1. Graph API with Application Permissions bypasses MAA completely 

This is the big one. MAA is only enforced for actions performed using a user identity—that means the Intune Admin Center UI, Graph API calls with delegated permissions, or PowerShell with interactive sign-in. 

If you have an app registration in Entra ID with application permissions (client credential flow) that has the right Graph API permissions for Intune, MAA does not apply. The app can create, modify, or delete apps, scripts, and even trigger device wipes without any approval workflow kicking in. 

This is by design. Application permissions don’t have a “user” behind them, so the MAA framework simply doesn’t intercept those calls. 

Why this matters: If an attacker compromises a service principal or app registration with Intune permissions, MAA will not protect you. They can perform all destructive actions through the Graph API without ever hitting an approval gate. 

What you should do: Treat app registrations with Intune Graph permissions as highly privileged. Lock them down with Conditional Access for workload identities, restrict client secrets, use certificate-based authentication, and monitor their usage closely. Regularly audit which app registrations have DeviceManagementManagedDevices.ReadWrite.All or similar permissions. 
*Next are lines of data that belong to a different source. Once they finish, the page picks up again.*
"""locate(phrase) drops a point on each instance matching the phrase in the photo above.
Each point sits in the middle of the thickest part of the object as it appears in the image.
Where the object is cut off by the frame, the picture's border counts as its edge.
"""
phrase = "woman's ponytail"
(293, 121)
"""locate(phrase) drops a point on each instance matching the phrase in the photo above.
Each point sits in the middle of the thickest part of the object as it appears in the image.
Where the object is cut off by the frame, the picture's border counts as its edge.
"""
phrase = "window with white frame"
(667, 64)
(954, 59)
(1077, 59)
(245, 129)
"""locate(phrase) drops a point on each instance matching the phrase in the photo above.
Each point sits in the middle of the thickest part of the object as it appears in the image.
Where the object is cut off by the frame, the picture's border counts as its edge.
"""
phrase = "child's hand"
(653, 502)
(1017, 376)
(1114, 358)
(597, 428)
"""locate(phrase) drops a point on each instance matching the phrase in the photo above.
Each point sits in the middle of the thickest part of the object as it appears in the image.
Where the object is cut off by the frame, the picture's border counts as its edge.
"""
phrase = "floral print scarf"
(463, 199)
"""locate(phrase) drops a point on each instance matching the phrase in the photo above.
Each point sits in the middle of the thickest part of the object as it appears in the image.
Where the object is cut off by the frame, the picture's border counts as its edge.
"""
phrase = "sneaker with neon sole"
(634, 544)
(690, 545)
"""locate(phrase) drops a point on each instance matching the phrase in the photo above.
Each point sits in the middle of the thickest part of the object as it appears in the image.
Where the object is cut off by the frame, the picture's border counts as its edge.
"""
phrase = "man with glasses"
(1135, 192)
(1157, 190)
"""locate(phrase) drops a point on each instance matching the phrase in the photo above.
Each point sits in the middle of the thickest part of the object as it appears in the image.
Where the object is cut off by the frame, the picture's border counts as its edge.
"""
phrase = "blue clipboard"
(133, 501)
2. Global admins can bypass MAA 

A Global Admin in your tenant can always work around Multi Admin Approval. They can simply create a second admin account, add it to the approver group, and approve their own requests. Or they can modify the access policies directly. 

This isn’t a bug. It’s the nature of the Global Admin role being the highest privilege level. But it’s important to call out: MAA gives you zero protection against a compromised Global Admin account. 

Recommendation: Minimize the number of Global Admins, enforce phishing-resistant MFA, and use Privileged Identity Management (PIM) with time-bound activation for this role. 

3. No built-in notifications 

Intune does not send automatic notifications when a new approval request is created or when a request changes status. This means your approvers need to actively check the portal, or you need to build your own notification mechanism. 

Recommended approach: Use Azure Logic Apps or Power Automate to monitor the Intune audit logs and trigger a Teams message or email whenever a new request appears. Without this, urgent requests can sit unnoticed in the queue. 

4. Not everything is covered yet 

While the list of protected profile types has grown significantly, there are still gaps. App protection policies and Autopilot profiles, for example, are not covered by MAA. 

The bottom line 

Multi Admin Approval is a fantastic feature, and you should absolutely enable it in your tenant. It adds a critical safety net for accidental changes and significantly raises the bar for attackers who have compromised a single admin account. 

But don’t treat it as a complete solution. The Graph API bypass through application permissions is a real gap that needs to be addressed through complementary controls: proper app registration governance, workload identity protection, and monitoring. And the Global Admin bypass means your PIM and privileged access hygiene needs to be on point. 

Enable MAA. Cover all profile types. Build notification workflows. And then harden everything around it.